A mixture is a combination of two or more substances where each substance retains its own properties (e.g., water staying wet and sugar staying sweet).
A pure substance is a single substance with a fixed composition; within pure substances, the sample is uniform in composition and properties.
Glucose mixed with glucose remains a pure substance (same composition throughout); when different substances are combined, you can have a mixture or a compound depending on whether they are chemically bound.

Atoms are like Lego blocks: single, indivisible units with distinct properties.
You can click Lego blocks together in infinitely many patterns to form molecules and, in turn, compounds with varied properties.
The identity of a Lego block (an element) is fixed; you cannot cut a block in half to change its properties in ordinary chemistry—this retains the element’s identity.
Combining blocks into different shapes corresponds to chemical reactions and the formation of new substances with new properties.
Physics would get into how atoms themselves are built and manipulated at a deeper level; chemistry operates at a level where we rearrange already-defined blocks.

Pure substances: fixed composition; examples include elemental elements and compounds.
Compounds: substances formed from two or more different elements chemically bonded.
Mixtures: combinations of substances that retain their own identities and properties.
Chemical reactions: processes that rearrange atoms and bonds to form new substances with different properties.

Significant figures: there is meaning in how many digits a number has and where the decimal point sits.
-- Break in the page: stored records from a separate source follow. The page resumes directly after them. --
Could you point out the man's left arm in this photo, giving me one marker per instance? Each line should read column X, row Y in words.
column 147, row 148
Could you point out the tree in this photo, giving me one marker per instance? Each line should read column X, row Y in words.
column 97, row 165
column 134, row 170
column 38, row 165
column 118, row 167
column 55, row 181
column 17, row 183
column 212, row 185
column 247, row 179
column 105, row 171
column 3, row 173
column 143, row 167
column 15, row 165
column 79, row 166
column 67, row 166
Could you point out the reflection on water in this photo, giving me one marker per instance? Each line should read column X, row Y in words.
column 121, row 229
The difference between writing numbers as $1$ , $1.0$ , and $1.00$ is not trivial in measurements and reporting.
The rules for significant figures can be confusing, but they matter for measurement precision and later chemistry topics; expect a quick review next class.

Chemistry explains why materials behave the way they do, from everyday substances to minerals and biological materials.
The course links to foundational science—how atoms come together to create everything around us—and to practical applications like material properties, chemical reactions, and industrial processes.
The Lego analogy helps bridge intuitive understanding of building blocks to real chemical bonds and reactions.
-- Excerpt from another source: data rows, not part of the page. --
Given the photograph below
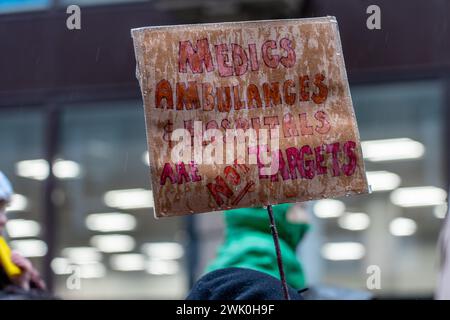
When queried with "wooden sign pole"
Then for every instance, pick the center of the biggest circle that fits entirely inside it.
(274, 231)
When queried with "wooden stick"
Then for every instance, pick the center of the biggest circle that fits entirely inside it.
(273, 228)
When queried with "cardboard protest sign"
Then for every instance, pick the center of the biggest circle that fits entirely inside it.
(247, 114)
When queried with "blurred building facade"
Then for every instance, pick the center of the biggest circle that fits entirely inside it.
(70, 98)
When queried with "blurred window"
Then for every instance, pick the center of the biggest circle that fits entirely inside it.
(21, 160)
(107, 233)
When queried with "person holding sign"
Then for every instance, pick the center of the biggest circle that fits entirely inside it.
(249, 244)
(16, 271)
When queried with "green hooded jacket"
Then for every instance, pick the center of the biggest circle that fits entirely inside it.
(249, 243)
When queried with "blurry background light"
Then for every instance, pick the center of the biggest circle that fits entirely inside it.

Be prepared to engage with recordings, homework, and in-class discussions; the instructor aims to minimize purely passive lectures and maximize meaningful, guided learning outside class time.
Given the large class size, students should actively participate, steer discussions if they want a different pace or method, and manage study time around the chapter-based schedule.
Plan ahead for exams and quizzes; keep track of three in-class exam dates and the cumulative final; use the textbook and course resources to study before each assessment.

Review the chapter-by-chapter structure and map it to the two textbooks as needed using the provided cross-reference page.
Regularly consult the recorded videos (login required) to reinforce in-class topics.
Practice significant figures and measurement concepts ahead of the next class to build a solid foundation for numerical reasoning in chemistry.
Use the Lego-block metaphor to explain concepts to peers and to yourself when studying new material.
Stay organized with the chapter-based homework and note the exam dates to avoid last-minute stress.